Part of Advances in Neural Information Processing Systems 35 (NeurIPS 2022) Main Conference Track
Chaoqi Yang, Cheng Qian, Navjot Singh, Cao (Danica) Xiao, M Westover, Edgar Solomonik, Jimeng Sun
Tensor decompositions are powerful tools for dimensionality reduction and feature interpretation of multidimensional data such as signals. Existing tensor decomposition objectives (e.g., Frobenius norm) are designed for fitting raw data under statistical assumptions, which may not align with downstream classification tasks. In practice, raw input tensor can contain irrelevant information while data augmentation techniques may be used to smooth out class-irrelevant noise in samples.

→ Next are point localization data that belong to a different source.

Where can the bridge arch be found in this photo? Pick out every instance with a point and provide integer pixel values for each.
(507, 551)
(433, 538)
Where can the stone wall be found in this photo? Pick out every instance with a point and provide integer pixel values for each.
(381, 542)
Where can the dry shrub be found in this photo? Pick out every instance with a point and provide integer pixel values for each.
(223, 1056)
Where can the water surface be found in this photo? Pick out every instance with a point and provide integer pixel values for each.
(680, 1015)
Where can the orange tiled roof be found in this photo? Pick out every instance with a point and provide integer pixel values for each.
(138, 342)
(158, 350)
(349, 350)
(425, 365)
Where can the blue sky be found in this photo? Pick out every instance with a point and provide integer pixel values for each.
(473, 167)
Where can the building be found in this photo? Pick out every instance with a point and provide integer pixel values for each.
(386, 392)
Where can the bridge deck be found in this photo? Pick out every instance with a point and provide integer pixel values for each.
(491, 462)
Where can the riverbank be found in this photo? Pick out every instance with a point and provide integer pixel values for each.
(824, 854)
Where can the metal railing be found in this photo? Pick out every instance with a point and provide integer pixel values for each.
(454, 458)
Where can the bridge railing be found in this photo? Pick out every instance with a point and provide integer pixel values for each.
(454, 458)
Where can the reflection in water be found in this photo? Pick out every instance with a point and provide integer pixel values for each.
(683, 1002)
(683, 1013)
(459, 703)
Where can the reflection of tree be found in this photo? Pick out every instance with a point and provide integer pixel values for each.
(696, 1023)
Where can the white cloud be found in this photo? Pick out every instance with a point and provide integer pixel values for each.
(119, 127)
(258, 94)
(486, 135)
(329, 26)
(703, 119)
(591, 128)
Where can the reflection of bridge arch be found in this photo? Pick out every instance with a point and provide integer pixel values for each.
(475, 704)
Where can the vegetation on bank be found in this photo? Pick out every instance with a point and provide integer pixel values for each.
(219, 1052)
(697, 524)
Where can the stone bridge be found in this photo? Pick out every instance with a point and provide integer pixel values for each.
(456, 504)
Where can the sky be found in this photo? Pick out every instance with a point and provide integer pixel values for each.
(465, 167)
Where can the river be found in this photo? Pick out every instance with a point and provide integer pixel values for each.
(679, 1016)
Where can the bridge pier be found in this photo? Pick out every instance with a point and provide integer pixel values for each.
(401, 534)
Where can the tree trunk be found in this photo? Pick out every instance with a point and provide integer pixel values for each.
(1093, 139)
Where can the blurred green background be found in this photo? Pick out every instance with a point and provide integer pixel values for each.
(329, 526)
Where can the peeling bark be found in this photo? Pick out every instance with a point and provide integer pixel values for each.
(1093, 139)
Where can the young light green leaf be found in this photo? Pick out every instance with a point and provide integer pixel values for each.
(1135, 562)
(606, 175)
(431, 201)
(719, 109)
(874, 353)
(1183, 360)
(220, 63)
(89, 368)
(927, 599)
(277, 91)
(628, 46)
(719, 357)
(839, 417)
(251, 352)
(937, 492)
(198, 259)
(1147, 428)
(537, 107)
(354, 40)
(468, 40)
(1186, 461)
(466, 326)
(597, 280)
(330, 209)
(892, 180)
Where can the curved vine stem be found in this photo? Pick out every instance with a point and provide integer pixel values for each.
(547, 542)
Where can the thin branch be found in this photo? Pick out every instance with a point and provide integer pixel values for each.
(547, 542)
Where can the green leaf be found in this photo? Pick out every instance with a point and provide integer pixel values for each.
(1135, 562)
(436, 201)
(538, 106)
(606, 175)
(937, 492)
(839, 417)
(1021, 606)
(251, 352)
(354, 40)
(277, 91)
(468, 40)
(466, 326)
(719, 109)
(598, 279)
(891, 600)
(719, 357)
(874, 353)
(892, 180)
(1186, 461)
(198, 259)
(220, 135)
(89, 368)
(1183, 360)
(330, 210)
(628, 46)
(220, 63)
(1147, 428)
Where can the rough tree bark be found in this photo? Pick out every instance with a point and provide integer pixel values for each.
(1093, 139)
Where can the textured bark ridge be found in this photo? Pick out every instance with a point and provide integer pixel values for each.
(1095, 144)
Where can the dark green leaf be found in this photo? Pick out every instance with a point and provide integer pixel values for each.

This paper addresses the above challenges by proposing augmented tensor decomposition (ATD), which effectively incorporates data augmentations and self-supervised learning (SSL) to boost downstream classification. To address the non-convexity of the new augmented objective, we develop an iterative method that enables the optimization to follow an alternating least squares (ALS) fashion. We evaluate our proposed ATD on multiple datasets. It can achieve 0.8%~2.5% accuracy gain over tensor-based baselines. Also, our ATD model shows comparable or better performance (e.g., up to 15% in accuracy) over self-supervised and autoencoder baselines while using less than 5% of learnable parameters of these baseline models.